DEL CONTENIDO DEL RECURSO DE CASACIÓN

  1. Acusa la errónea interpretación del art. 1453 del Código Civil, toda vez que no resultaría suficiente el valor probatorio que los jueces de instancia habrían otorgado al derecho propietario de la parte demandante, ya que esta parte jamás habría podido demostrar la pérdida de la posesión que hubiese sufrido sobre el bien inmueble objeto del litigio, pues recién el año 2015 habrían adquirido el inmueble por compra.
  2. Denuncia que resulta vulneratoria la arbitraria presunción de otorgarle la calidad de detentadora, cuando al momento de tomar posesión sobre el bien inmueble los demandantes no eran propietarios del mismo, por lo que no podría existir ninguna presunción que le otorgue dicha calidad.
  3. Aduce que se encuentra en posesión del bien inmueble por más de 13 años, posesión que la ejercería en calidad de propietaria, pues la propiedad la habrían adquirido con su esposo durante su unión con los frutos de su trabajo.
  4. Refiere que resulta contradictorio que se le reconozca las mejoras introducidas en el inmueble que datarían de 8 a 10 años y a la vez haga valer el derecho propietario que habrían adquirido los demandantes recién en fecha 2 de marzo de 2015.

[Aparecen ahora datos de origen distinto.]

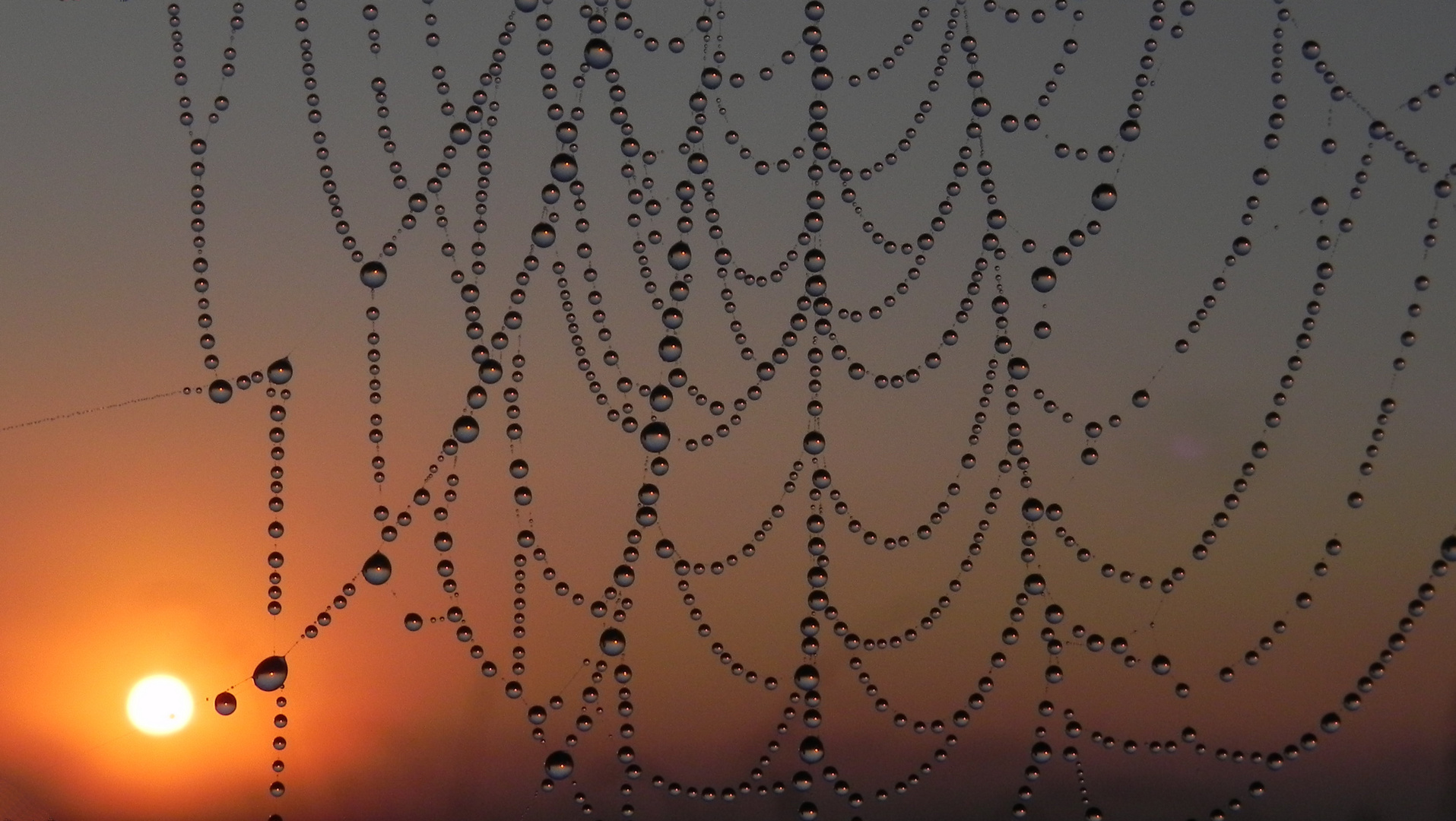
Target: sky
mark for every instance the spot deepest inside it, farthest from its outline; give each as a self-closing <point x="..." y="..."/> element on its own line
<point x="1228" y="376"/>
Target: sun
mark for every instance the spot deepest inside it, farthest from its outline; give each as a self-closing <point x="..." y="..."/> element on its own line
<point x="159" y="705"/>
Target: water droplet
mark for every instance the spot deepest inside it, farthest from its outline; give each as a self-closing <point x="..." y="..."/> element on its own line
<point x="1045" y="280"/>
<point x="280" y="372"/>
<point x="614" y="642"/>
<point x="805" y="677"/>
<point x="271" y="673"/>
<point x="224" y="703"/>
<point x="466" y="430"/>
<point x="564" y="168"/>
<point x="811" y="750"/>
<point x="1031" y="510"/>
<point x="220" y="391"/>
<point x="377" y="568"/>
<point x="373" y="274"/>
<point x="598" y="52"/>
<point x="679" y="256"/>
<point x="560" y="763"/>
<point x="655" y="437"/>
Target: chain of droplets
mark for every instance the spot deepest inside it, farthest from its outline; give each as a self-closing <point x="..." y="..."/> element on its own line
<point x="220" y="389"/>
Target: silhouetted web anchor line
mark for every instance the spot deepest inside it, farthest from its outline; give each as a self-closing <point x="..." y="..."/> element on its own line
<point x="113" y="407"/>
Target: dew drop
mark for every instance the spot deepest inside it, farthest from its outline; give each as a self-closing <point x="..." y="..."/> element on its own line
<point x="598" y="52"/>
<point x="1045" y="280"/>
<point x="373" y="274"/>
<point x="271" y="673"/>
<point x="220" y="391"/>
<point x="560" y="763"/>
<point x="280" y="372"/>
<point x="377" y="568"/>
<point x="224" y="703"/>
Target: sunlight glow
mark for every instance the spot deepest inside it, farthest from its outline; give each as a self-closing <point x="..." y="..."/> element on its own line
<point x="159" y="705"/>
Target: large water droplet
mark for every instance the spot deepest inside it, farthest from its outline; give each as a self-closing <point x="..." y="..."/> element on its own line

Por lo expuesto solicita se emita auto supremo casando el Auto de Vista recurrido.

De la respuesta a los recursos de casación.

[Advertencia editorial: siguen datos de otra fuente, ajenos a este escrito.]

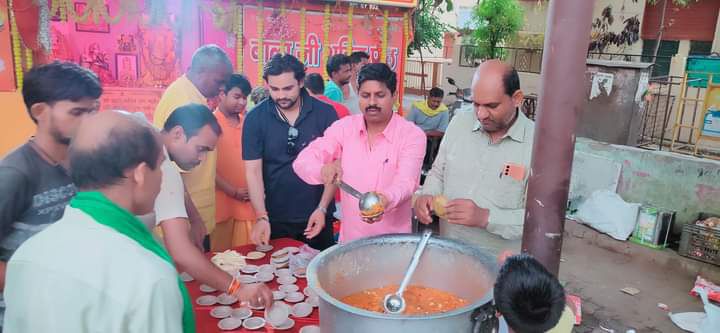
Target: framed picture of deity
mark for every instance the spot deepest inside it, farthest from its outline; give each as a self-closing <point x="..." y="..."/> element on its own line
<point x="89" y="25"/>
<point x="127" y="69"/>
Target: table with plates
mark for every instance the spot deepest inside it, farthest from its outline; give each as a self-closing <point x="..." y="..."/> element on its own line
<point x="208" y="324"/>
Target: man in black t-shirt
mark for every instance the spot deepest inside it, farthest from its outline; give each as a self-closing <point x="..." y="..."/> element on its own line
<point x="273" y="134"/>
<point x="34" y="184"/>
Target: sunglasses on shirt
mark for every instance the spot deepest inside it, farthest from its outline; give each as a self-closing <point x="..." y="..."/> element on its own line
<point x="293" y="133"/>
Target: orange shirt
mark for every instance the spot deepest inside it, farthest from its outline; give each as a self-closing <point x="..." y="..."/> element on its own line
<point x="231" y="168"/>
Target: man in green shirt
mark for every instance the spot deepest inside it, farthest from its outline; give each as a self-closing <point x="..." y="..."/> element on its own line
<point x="339" y="69"/>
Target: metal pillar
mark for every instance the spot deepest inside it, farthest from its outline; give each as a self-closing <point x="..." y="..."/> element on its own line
<point x="562" y="92"/>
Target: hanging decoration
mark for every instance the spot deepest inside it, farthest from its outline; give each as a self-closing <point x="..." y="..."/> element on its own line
<point x="239" y="38"/>
<point x="406" y="36"/>
<point x="158" y="11"/>
<point x="17" y="47"/>
<point x="326" y="40"/>
<point x="223" y="19"/>
<point x="261" y="44"/>
<point x="58" y="7"/>
<point x="283" y="11"/>
<point x="348" y="48"/>
<point x="44" y="38"/>
<point x="383" y="50"/>
<point x="28" y="58"/>
<point x="303" y="33"/>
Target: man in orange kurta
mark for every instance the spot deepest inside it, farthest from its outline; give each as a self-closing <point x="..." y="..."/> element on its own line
<point x="234" y="213"/>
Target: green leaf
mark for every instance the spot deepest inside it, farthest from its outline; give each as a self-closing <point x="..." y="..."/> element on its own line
<point x="495" y="22"/>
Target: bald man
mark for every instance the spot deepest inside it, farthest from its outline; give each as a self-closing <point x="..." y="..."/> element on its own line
<point x="483" y="165"/>
<point x="98" y="269"/>
<point x="209" y="70"/>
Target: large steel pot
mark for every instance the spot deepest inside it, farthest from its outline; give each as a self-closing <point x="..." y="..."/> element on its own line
<point x="379" y="261"/>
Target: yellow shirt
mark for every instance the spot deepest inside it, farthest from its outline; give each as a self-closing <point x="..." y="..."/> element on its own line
<point x="200" y="181"/>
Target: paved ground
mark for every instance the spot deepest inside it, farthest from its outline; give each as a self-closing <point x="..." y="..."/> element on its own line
<point x="597" y="274"/>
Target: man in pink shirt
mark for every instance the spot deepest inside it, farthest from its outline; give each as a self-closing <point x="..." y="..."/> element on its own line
<point x="377" y="151"/>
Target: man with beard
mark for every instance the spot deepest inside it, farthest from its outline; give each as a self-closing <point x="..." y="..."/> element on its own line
<point x="34" y="182"/>
<point x="339" y="68"/>
<point x="483" y="165"/>
<point x="374" y="151"/>
<point x="210" y="69"/>
<point x="274" y="133"/>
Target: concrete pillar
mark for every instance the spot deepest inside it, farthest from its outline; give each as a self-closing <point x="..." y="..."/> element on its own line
<point x="562" y="94"/>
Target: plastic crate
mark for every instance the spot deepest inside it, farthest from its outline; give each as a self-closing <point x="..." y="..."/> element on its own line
<point x="700" y="243"/>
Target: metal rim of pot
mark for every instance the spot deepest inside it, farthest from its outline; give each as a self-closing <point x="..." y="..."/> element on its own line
<point x="483" y="310"/>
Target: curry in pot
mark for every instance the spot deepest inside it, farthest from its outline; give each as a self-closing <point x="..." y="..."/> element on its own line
<point x="419" y="300"/>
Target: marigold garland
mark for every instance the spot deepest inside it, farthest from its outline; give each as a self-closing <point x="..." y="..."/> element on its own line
<point x="326" y="40"/>
<point x="239" y="38"/>
<point x="303" y="33"/>
<point x="17" y="48"/>
<point x="348" y="47"/>
<point x="383" y="50"/>
<point x="28" y="58"/>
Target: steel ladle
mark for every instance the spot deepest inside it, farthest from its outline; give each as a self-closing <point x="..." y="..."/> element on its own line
<point x="395" y="303"/>
<point x="367" y="201"/>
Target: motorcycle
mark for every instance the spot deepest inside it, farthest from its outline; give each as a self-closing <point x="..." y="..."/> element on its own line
<point x="462" y="98"/>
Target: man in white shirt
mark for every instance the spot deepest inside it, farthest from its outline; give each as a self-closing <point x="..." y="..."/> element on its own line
<point x="98" y="269"/>
<point x="190" y="132"/>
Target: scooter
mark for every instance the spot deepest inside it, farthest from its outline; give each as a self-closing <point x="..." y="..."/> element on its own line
<point x="462" y="98"/>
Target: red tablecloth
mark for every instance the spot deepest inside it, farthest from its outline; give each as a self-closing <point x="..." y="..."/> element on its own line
<point x="208" y="324"/>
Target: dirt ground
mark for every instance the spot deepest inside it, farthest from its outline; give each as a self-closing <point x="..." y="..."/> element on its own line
<point x="597" y="274"/>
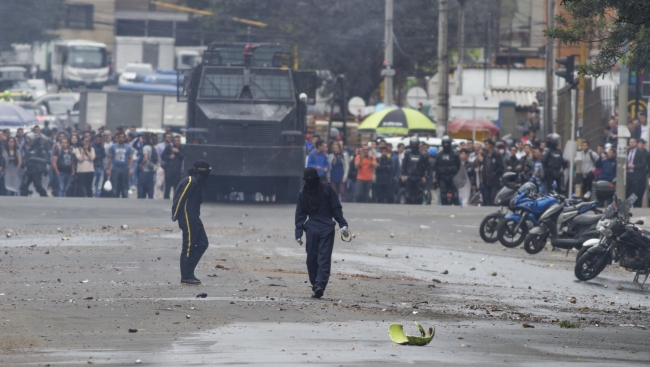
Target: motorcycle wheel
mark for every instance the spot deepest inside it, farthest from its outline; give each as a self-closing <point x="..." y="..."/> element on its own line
<point x="589" y="266"/>
<point x="581" y="252"/>
<point x="535" y="243"/>
<point x="488" y="228"/>
<point x="507" y="235"/>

Edgar Vásquez Guarachi y Laura Arevillca de Vásquez en su calidad de demandantes, por memorial de fs. 384 a 385 vta., contesta al recurso de casación bajo los siguientes fundamentos:

Refieren que en virtud a la posesión que ejercían sobre el bien inmueble objeto de litis, el año 2009 después de carnavales, confiaron el mismo para que su hijo, nuera y nietos se fueran a vivir.

Aducen también que no sería cierto lo aseverado por la demandada, toda vez que su posesión no dataría del año 2003 y tampoco sería cierto que les fue vendido el bien inmueble, toda vez que en obrados no existiría prueba alguna que acredite ese extremo.

Señalan que al haber adquirido el derecho propietario y estar éste debidamente inscrito en DD.RR., demostraría que tienen el corpus y el animus, por lo que no sería necesario que haya estado en posesión del mismo, puesto que goza de la posesión civil.

Finalmente, señalaron que el recurso de casación no contaba con todos los requisitos exigidos por ley, toda vez que la recurrente no habría hecho conocer su expresión de agravios, o que daños le habría causado el Auto de Vista recurrido, tampoco habría señalado que ley o leyes habrían sido violentadas, infringidas o erróneamente aplicadas o que prueba no fue considerada o fue erróneamente valorada.

Por lo expuesto solicita se rechace el recurso de casación interpuesto por la demandada.

En razón a dichos antecedentes diremos que:

CONSIDERANDO III:

DOCTRINA APLICABLE AL CASO

En mérito a la resolución a dictarse, corresponde desarrollar la doctrina aplicable.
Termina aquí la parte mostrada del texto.